Is it ok to rename webm (audio-only) files to .opus?

For .webm files obtained with youtube-dl-f bestaudio containing no video stream, is it preferable to run ffmpeg -i input.webm -vn -c:a copy output.opus or can one simply rename the source file, changing the extension?

I mean, the audio stream is clearly the same, but regarding the metadata, is there disadvantage in the second approach?

[Update] I checked metadata with mediainfo. Even if I save the ffmpeg output to .webm (by running ffmpeg -i input.webm -vn -c:a copy output.webm), the metadata differs.

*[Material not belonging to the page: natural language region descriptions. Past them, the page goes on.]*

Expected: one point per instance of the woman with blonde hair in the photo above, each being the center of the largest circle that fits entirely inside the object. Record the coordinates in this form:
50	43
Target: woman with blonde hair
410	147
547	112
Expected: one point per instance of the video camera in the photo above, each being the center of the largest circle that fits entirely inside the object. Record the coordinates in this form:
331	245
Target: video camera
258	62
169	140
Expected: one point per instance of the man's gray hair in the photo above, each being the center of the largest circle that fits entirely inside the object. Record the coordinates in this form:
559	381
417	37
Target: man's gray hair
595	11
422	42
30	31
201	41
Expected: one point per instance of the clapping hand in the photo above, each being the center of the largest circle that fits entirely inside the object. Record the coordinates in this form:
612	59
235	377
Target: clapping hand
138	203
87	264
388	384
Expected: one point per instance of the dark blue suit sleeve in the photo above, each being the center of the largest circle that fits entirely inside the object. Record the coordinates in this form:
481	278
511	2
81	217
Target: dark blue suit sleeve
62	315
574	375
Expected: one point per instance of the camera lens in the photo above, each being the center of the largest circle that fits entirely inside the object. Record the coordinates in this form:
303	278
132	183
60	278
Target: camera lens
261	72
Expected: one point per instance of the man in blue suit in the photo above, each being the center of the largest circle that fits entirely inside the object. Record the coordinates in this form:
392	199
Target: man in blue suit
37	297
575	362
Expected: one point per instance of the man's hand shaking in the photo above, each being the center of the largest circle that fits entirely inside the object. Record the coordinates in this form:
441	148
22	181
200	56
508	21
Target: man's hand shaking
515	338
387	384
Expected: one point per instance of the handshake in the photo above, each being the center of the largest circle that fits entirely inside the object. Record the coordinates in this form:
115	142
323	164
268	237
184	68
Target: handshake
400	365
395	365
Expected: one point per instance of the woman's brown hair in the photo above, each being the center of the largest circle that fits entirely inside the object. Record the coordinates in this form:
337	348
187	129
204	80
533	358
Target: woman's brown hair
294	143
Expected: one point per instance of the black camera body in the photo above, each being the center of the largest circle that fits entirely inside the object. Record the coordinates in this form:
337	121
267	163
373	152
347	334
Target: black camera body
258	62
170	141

Notice the new entry called "Bit depth":

comparison webm input and webm output with mediainfo GUI

And for the record, this is the .opus result:

opus output of mediainfo GUI

I'd like a canonical answer on whether there's something in the container definition that identifies it as a "pure audio" file as opposed to a audio/video file, something that is handled correctly only by "re-wrapping" the stream in a new container file.

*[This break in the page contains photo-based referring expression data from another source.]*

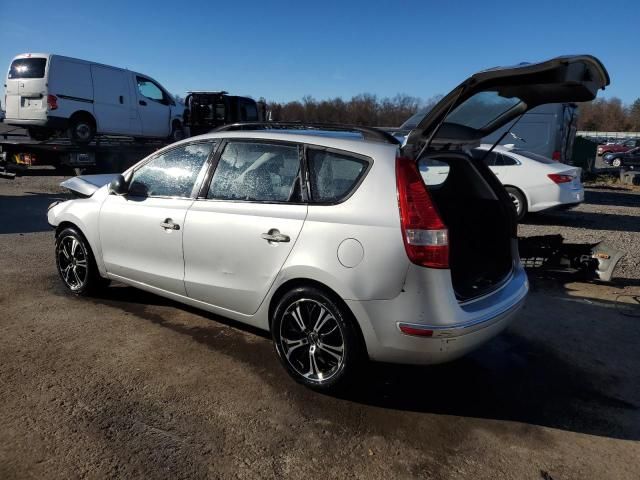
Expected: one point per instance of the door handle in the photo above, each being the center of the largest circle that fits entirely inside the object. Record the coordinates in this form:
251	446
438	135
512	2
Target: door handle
169	225
274	235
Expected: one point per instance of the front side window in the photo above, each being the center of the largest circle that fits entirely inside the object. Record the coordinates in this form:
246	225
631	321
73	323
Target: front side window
333	175
257	172
149	90
27	68
172	173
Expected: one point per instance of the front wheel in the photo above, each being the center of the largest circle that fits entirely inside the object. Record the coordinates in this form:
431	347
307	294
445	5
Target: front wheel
519	202
76	264
316	339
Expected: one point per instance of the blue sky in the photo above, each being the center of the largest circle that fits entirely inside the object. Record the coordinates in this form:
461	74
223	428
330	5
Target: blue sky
285	50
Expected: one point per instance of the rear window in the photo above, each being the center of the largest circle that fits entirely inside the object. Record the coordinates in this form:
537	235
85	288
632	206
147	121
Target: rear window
333	175
534	156
27	68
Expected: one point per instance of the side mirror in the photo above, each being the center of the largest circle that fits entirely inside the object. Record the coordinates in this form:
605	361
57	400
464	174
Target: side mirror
118	186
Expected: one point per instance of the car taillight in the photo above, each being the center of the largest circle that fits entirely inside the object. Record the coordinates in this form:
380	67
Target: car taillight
560	178
52	102
426	238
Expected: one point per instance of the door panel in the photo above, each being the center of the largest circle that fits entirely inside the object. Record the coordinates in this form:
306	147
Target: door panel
154	114
137	247
111	100
227	262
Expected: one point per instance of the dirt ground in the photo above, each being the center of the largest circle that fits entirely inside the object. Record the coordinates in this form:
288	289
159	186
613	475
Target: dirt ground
129	385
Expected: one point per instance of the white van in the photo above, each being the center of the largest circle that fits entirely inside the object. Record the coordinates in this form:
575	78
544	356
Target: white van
48	93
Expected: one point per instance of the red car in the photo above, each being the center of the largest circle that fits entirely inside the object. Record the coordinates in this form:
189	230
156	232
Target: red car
618	147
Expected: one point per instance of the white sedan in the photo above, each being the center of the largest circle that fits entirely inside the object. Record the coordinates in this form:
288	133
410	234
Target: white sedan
534	182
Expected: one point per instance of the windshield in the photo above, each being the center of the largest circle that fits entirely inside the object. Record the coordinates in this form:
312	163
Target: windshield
27	68
533	156
482	109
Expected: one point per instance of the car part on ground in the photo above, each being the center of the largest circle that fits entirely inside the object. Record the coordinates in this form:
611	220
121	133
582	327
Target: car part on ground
549	252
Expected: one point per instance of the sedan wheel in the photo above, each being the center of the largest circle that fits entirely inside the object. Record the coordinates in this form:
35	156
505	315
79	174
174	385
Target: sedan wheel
315	341
75	263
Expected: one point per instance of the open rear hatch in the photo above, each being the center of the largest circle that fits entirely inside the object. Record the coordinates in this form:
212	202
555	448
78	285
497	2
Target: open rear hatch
473	204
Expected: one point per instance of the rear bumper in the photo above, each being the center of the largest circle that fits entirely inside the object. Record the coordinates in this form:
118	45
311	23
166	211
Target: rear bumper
54	123
456	329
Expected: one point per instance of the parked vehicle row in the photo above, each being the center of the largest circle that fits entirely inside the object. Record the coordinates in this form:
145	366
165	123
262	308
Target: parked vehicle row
290	231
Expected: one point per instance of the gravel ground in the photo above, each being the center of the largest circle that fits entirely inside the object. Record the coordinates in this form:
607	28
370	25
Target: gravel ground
129	385
610	214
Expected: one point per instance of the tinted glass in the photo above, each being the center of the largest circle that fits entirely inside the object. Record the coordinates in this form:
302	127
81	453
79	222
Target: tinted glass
257	172
172	173
28	68
481	109
149	89
333	175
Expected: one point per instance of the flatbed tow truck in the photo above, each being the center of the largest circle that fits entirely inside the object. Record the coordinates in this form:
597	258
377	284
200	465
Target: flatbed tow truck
106	154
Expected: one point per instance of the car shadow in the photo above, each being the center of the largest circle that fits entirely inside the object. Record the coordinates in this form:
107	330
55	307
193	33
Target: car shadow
519	376
26	213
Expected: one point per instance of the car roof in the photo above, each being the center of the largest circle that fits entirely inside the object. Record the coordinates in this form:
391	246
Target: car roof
339	140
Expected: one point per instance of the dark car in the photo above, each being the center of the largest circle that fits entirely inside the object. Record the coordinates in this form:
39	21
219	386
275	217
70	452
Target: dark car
629	158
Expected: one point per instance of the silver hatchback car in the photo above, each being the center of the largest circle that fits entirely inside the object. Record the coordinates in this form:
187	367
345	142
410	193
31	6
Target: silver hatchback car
341	243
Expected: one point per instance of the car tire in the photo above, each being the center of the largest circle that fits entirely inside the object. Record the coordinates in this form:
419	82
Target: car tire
519	202
76	264
81	129
316	339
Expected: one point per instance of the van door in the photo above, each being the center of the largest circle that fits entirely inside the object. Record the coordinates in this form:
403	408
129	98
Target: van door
112	100
154	106
26	88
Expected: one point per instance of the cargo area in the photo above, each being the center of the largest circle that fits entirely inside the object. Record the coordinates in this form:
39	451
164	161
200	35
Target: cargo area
479	219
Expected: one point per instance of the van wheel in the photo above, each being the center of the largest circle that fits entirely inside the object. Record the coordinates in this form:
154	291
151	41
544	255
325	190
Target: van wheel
40	134
316	339
519	202
81	129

WebM is a subset of Matroska, which is a container format for multimedia data. Opus is an audio format (an audio codec), which is usually stored inside an Ogg container, but can also be stored inside a Matroska container or a WebM container.

When an Opus audio track is stored in an Ogg container, the file name suffix is usually '.opus' (but when a Vorbis audio track is stored in an Ogg file, the suffix is usually '.ogg')

If you change the file name suffix (from '.webm' to '.opus'), the data inside the file will stay the same.

What I usually do to extract the audio track from a webm file is:

mkvextract file/path.webm tracks 0:file/path.opus

Note that 'file/path.opus' will be an Ogg container with Opus format (if that's what the WebM contained).

mkvextract can be obtained by installing package 'mkvtoolnix-cli' in ArchLinux, for instance.